Because I do want people to buy and read my book and I do need an income, now I have to become a shameless self-promoter.

(In case you’re wondering what these photos have to do with modesty, well, I took a long hike in Point Reyes to mark the new year and get some inspiration from the natural world — that pretty much never fails — and composed this post as I walked.)

For many years, a major chunk of my job was to promote the activities and visions of others. I was a writer, editor, and designer, and I told stories about the people on the front lines, who were fighting for clean water or endangered turtles or wilderness.

It was a behind the scenes role, and in fact, about seven years ago, I received an award called the Behind the Scenes Award for my work. I remember I gave a little speech, and talked about happiness, sharing the work of psychologist Martin Seligman, who differentiates three kinds of happiness.

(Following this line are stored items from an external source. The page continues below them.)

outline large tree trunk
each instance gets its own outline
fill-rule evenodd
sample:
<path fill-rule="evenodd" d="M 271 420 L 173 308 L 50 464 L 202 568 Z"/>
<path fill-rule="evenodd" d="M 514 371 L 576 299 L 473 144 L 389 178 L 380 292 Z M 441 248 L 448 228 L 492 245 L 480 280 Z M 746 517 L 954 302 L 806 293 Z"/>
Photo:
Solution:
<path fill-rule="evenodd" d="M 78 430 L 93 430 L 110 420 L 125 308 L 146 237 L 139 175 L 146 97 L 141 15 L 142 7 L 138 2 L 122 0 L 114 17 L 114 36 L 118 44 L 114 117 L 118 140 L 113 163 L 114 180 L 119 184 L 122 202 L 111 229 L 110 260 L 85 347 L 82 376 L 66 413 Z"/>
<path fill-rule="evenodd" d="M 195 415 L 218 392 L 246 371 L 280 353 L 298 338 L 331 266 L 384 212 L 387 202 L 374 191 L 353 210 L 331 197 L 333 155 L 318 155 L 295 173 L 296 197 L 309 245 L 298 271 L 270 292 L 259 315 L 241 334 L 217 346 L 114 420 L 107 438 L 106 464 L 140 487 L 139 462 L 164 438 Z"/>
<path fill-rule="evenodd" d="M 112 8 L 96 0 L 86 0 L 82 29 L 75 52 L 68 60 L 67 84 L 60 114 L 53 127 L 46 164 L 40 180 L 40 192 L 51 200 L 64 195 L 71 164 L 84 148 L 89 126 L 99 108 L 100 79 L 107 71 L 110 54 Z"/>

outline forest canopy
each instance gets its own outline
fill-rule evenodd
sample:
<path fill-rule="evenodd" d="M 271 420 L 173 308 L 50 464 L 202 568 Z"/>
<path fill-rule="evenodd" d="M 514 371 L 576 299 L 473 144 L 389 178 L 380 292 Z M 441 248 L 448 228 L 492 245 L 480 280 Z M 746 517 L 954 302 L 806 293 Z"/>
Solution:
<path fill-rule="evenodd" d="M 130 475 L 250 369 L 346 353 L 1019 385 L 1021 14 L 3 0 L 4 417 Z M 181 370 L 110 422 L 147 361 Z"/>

The first is pleasure. We enjoyed a good meal. Had an exciting day skiing. The second is absorption, where we are so focused on what we are doing that the rest of the world recedes. Seligman uses the example of an geologist who studies crystals and starts the day looking into his microscope at a crystal and then is startled because he thinks someone has come into his lab and blocked the light when in fact the sun has gone down.

The third kind of happiness is meaning, in which what we are doing is bigger than we are. That’s why I stayed at Sierra Club for 25 years, because of the meaning.

(I don’t recall if I included my favorite Seligman anecdote, which he uses to illustrate optimism, but I can’t resist including it now. A child and her mother are driving, and the daughter says, “Mom, where are all the assholes today?” Whereupon her mother answers, “Oh, they’re only out on the road when your father drives.”)

But meaning, I was talking about meaning. That was how I was able to push past my modesty and promote various causes and people. It wasn’t about me.

Now it is

In my farewell note to my work colleagues, I said a lot of nice things about people I worked with, and I ended with a little blurb about my book and my modesty.

If I were a shameless self-promoter, I would tell you all about my recently published novel, Bones in the Wash, a political thriller + family soap + murder mystery set during the 2008 presidential campaign in New Mexico. And available as a trade paperback and e-book. But I was born and bred in the Midwest, so it’s hard to break out of that modesty-is-best mentality.

Oh, did I mention you can read the first three chapters at bonesinthewash.com?

 

That’s one way I’ve managed this self-promotion. By keeping it light. By mocking myself a bit.

Oh, did I also say that I’m a skilled and experienced writer + editor + designer + strategist, occasionally brilliant and always reliable?

I welcome your ideas on self-promotion.